There are several ways to do code reviews so the answer depends on what you mean by it. Code reviews in it's basic form is letting other people take a look in whatever specific piece of code you've written.
When people talk about code reviews they immediately think they are in form of meetings where a bunch of developers sit and walkthrough the code they've done. It doesn't have to be that way. If the developers find it useful, then stick to it. But if it is found to be wasteful then you need to find some alternatives to this types of meetings.
A code review meeting can be scaled in many ways, i.e. it can be short discussion with just two persons (the guy writing code and the guy reading code) or a long meeting where several people that walk through the code.
Before versus after
If you decide to write unit tests after then the code review becomes more about verifying if the code works. What I mean with that is that the reviewers need to step through all conditions in their head, e.g. make sure that the compiled code can take in arguments that wasn't intended.
If you write unit tests before a code review then the code reviews become more about verifying that the code does the right thing and you can be sure that, whatever the requirement specification was made, a specific test added also works and tests what is intended. This also helps traceability between requirement, code and tests.

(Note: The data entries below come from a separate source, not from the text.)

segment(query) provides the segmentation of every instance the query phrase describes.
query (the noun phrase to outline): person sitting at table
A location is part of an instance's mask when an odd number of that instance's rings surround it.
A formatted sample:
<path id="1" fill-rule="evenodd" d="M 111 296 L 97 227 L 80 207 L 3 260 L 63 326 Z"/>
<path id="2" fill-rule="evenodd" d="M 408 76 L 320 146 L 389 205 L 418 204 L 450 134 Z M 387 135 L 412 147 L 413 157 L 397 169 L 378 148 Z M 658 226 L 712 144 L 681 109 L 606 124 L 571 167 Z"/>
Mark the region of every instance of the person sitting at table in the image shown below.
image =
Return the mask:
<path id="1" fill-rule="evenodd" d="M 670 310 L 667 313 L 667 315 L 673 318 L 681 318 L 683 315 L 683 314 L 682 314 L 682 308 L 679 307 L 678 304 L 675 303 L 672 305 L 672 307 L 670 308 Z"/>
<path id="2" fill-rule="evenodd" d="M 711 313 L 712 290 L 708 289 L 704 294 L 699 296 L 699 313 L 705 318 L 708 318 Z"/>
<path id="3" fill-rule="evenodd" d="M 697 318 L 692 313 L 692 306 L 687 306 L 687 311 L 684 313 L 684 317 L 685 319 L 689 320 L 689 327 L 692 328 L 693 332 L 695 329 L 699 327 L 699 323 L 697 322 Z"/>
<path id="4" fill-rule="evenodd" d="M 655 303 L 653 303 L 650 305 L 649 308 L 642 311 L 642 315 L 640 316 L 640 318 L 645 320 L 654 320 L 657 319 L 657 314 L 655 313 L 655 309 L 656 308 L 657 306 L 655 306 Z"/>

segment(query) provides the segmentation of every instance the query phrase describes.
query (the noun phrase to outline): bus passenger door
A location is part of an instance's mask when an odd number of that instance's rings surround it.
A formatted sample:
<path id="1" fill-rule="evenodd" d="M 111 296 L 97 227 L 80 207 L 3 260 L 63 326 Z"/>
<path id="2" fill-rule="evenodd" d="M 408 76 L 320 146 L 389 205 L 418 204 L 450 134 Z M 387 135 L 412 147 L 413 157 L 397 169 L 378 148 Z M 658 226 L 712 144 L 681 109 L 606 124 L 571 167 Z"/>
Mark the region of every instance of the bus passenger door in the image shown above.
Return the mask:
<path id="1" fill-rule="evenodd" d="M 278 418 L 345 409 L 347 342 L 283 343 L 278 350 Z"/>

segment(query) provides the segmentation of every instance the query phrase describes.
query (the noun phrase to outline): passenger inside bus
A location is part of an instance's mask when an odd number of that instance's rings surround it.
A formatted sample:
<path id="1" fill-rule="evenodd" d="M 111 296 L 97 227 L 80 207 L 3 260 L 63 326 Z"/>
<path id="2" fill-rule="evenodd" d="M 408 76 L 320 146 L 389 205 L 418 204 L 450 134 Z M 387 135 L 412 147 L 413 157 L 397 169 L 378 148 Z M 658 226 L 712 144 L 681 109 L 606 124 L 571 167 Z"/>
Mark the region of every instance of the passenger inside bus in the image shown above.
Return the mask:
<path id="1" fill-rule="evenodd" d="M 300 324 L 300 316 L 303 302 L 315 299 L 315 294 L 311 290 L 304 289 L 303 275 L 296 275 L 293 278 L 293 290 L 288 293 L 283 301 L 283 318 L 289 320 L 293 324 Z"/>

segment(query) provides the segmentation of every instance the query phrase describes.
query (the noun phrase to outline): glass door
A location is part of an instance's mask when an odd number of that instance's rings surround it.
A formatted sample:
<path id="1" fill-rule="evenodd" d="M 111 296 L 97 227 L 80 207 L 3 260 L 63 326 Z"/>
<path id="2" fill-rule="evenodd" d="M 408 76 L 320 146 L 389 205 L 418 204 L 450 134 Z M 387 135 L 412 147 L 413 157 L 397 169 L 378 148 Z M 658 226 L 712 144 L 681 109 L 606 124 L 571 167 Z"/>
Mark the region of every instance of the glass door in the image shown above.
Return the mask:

Why not both at the same time?
…or you could just do it both at the same time using Pair Programming with the driver and mapreader metafor. The driver writes code, while the mapreader is the other set of eyes making sure the driver writes good code and usually writes the unit tests too. This could be considered unit testing and code review in really small, minutes long, iterations.
In my experience, I'd go with tests first using Test Driven Development and let someone check on my code to see I did the right thing. That will work if all developers in a project are aware of good code architecture but that's a whole different topic.